Les images d'un franchissement de l'Oskil (Ukraine) sont apparues sur les réseaux sociaux, le 18 septembre 2022, avant d'être reprises par le commandement stratégique des forces ukrainiennes. (ANATOLIY CHTIRLITZ / TELEGRAM)

Les images d'un franchissement de l'Oskil (Ukraine) sont apparues sur les réseaux sociaux, le 18 septembre 2022, avant d'être reprises par le commandement stratégique des forces ukrainiennes. (ANATOLIY CHTIRLITZ / TELEGRAM)

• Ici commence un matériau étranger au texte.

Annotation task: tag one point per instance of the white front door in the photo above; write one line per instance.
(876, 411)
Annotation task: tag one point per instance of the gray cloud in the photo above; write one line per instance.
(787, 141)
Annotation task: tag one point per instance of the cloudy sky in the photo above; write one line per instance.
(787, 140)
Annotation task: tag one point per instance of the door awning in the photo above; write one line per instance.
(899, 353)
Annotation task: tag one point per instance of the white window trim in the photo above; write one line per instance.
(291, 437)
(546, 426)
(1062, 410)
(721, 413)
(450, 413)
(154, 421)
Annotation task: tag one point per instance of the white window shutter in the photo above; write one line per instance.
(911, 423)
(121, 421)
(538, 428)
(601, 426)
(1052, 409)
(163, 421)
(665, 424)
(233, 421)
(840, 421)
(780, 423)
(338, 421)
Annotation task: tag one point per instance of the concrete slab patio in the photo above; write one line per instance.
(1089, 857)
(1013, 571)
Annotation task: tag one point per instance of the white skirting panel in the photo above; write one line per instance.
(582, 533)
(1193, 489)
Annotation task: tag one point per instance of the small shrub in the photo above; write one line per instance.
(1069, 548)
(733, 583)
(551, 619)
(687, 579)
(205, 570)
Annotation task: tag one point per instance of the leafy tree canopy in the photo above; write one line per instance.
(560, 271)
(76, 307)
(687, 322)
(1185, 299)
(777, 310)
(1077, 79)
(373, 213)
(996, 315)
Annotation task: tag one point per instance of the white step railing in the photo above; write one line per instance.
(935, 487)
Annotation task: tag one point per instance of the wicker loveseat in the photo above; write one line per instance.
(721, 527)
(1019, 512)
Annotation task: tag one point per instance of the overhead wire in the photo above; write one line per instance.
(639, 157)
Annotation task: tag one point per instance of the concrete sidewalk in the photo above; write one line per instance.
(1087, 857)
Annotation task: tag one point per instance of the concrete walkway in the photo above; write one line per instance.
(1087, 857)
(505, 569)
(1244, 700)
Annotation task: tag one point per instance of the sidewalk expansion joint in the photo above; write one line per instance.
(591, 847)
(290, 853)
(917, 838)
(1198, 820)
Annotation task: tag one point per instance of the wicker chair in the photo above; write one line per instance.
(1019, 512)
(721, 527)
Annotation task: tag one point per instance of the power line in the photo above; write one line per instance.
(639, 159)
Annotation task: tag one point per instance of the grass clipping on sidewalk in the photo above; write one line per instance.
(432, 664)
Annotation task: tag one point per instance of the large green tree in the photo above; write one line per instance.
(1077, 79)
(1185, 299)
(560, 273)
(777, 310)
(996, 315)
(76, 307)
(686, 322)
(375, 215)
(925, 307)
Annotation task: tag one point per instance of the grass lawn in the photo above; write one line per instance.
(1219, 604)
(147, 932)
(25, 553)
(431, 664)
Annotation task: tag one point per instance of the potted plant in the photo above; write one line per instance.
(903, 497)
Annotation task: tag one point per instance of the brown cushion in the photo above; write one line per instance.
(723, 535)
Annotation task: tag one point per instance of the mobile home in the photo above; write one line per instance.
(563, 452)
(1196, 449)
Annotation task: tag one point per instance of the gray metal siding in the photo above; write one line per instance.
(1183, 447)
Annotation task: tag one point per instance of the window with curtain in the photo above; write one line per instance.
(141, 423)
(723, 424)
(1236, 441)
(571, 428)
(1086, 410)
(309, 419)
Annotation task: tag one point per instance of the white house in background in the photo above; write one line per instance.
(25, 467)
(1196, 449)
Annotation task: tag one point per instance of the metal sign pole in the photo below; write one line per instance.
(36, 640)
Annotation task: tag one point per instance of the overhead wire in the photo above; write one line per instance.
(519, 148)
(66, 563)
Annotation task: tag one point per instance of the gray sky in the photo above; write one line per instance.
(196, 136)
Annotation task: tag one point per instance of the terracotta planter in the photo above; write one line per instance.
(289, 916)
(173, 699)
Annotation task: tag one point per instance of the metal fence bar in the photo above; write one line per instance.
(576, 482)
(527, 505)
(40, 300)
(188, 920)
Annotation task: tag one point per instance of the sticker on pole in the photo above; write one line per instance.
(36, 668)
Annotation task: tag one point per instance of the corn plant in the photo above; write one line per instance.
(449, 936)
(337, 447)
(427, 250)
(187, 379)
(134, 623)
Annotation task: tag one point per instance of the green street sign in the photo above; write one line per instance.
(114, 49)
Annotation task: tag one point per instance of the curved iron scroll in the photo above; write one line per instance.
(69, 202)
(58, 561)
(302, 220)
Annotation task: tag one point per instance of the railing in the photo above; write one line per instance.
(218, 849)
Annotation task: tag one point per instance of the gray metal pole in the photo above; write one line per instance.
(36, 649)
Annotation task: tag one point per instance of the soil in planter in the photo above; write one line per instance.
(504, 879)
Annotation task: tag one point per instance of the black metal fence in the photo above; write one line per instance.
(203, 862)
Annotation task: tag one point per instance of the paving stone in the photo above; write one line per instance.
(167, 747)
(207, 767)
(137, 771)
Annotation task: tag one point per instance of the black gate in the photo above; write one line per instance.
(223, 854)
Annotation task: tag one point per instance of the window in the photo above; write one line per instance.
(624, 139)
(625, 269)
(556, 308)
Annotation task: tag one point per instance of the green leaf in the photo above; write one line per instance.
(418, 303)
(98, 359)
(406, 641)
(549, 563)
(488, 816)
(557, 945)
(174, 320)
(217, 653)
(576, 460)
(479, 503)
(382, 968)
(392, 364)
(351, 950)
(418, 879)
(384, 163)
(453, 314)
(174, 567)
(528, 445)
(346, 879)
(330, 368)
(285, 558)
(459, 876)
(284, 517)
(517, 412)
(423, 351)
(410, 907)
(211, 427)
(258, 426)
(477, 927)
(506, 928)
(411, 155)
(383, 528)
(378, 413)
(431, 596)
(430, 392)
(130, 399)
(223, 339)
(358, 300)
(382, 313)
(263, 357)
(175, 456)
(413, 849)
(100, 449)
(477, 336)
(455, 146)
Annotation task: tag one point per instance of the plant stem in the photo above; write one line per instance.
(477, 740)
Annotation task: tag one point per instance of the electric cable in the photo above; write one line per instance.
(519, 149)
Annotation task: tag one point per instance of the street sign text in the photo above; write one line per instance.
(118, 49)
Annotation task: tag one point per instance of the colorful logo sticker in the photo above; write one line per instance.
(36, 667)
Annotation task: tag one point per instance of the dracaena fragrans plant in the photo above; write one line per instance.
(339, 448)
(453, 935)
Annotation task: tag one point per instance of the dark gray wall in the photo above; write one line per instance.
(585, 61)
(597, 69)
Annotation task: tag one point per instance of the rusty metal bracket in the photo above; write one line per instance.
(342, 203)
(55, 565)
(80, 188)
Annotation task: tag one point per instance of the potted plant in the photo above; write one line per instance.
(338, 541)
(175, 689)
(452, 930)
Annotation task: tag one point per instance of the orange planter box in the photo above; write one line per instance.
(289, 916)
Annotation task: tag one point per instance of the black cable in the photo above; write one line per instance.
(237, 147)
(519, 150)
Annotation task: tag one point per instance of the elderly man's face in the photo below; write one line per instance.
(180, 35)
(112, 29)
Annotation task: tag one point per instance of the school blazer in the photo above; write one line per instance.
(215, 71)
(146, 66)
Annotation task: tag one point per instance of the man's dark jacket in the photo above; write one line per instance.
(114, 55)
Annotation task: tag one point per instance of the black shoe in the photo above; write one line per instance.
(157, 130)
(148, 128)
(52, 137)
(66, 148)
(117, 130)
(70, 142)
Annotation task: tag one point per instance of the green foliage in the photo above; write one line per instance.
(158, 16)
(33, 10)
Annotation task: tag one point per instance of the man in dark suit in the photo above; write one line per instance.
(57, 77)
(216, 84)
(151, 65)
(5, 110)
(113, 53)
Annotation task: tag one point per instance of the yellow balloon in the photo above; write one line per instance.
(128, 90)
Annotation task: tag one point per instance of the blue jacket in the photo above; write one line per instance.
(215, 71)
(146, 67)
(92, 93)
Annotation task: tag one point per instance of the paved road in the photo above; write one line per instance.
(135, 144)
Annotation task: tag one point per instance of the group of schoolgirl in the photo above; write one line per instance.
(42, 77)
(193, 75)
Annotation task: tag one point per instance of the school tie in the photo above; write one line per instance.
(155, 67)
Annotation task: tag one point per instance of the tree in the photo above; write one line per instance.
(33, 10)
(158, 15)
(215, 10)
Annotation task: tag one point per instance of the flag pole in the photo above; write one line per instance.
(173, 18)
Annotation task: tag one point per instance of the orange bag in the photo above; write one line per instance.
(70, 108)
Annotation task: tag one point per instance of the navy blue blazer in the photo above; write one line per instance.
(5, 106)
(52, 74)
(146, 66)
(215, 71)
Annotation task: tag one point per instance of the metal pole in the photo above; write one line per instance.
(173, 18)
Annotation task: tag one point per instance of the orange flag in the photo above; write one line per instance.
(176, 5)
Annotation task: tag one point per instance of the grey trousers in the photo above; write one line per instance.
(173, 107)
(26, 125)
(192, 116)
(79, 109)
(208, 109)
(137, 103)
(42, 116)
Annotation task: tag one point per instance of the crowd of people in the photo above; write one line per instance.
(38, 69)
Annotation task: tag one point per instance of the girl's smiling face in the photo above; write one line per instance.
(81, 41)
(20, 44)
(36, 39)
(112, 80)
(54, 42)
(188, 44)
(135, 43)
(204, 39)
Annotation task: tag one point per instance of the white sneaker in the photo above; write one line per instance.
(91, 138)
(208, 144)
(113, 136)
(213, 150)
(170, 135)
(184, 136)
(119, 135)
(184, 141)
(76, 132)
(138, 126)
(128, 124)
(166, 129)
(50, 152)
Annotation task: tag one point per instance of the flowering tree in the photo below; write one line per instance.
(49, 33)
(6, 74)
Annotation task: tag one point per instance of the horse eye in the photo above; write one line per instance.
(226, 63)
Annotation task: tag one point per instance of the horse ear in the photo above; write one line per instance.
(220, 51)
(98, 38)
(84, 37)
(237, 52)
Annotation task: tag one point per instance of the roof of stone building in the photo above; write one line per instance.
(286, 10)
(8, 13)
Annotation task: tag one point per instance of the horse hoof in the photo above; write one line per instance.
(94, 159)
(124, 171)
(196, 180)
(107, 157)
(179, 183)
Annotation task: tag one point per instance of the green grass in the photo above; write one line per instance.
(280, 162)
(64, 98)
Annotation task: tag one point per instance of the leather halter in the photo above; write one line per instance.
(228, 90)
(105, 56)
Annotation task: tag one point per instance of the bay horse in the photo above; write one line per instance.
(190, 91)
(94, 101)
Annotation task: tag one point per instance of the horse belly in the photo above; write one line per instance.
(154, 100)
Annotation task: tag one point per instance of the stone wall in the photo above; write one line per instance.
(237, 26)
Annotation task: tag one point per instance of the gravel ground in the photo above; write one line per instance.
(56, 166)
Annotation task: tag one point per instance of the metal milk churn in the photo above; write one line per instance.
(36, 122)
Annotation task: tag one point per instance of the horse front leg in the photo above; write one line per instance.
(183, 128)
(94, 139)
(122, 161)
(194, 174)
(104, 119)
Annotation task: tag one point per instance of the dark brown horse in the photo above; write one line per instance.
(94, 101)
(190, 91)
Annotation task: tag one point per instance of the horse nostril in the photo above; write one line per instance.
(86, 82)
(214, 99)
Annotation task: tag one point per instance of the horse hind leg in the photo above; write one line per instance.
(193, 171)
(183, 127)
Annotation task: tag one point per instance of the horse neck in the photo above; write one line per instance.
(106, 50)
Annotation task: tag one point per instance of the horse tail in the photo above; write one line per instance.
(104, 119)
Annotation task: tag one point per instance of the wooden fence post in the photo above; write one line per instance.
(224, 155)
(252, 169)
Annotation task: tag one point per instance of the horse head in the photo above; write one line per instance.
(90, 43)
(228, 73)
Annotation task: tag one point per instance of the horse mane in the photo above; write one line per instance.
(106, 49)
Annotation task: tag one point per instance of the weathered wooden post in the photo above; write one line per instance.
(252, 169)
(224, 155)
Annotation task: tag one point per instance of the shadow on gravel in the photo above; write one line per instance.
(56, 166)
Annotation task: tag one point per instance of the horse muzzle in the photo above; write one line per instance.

L’annonce de Kiev a été largement reprise dans la presse internationale, sans grande prudence. « L’armée ukrainienne est douée pour la communication et il ne faut pas s’enflammer », tempère Ulrich Bounat, analyste géopolitique et auteur de La guerre hybride en Ukraine, quelles perspectives ? (éd. du Cygne). A ce stade, il n’y a effectivement pas « véritablement d’images de forces ukrainiennes sur l’autre rive ». Et les sources prorusses ou les témoignages de civils ne font pas encore mention de combats. Il n’y a donc « pas assez de recul » pour affirmer que l’Ukraine a massivement franchi l’Oskil.

Il n’est pas impossible, en revanche, que « des forces spéciales aient franchi la rivière ». De nombreuses informations non vérifiées bruissent depuis plusieurs jours sur les réseaux sociaux. Vendredi, l’unité spéciale Kraken avait notamment revendiqué un franchissement aux environs de Koupiansk. Ce bataillon, distinct de l’armée, est composé de « groupes individuels » engagés sur « des tâches précises », expliquait à Radio France l’un des ses commandants, fin août. Avec, pour spécialité, les missions de reconnaissance. Les images d’une opération amphibie ont également fait surface, avec le débarquement d’une poignée d’hommes.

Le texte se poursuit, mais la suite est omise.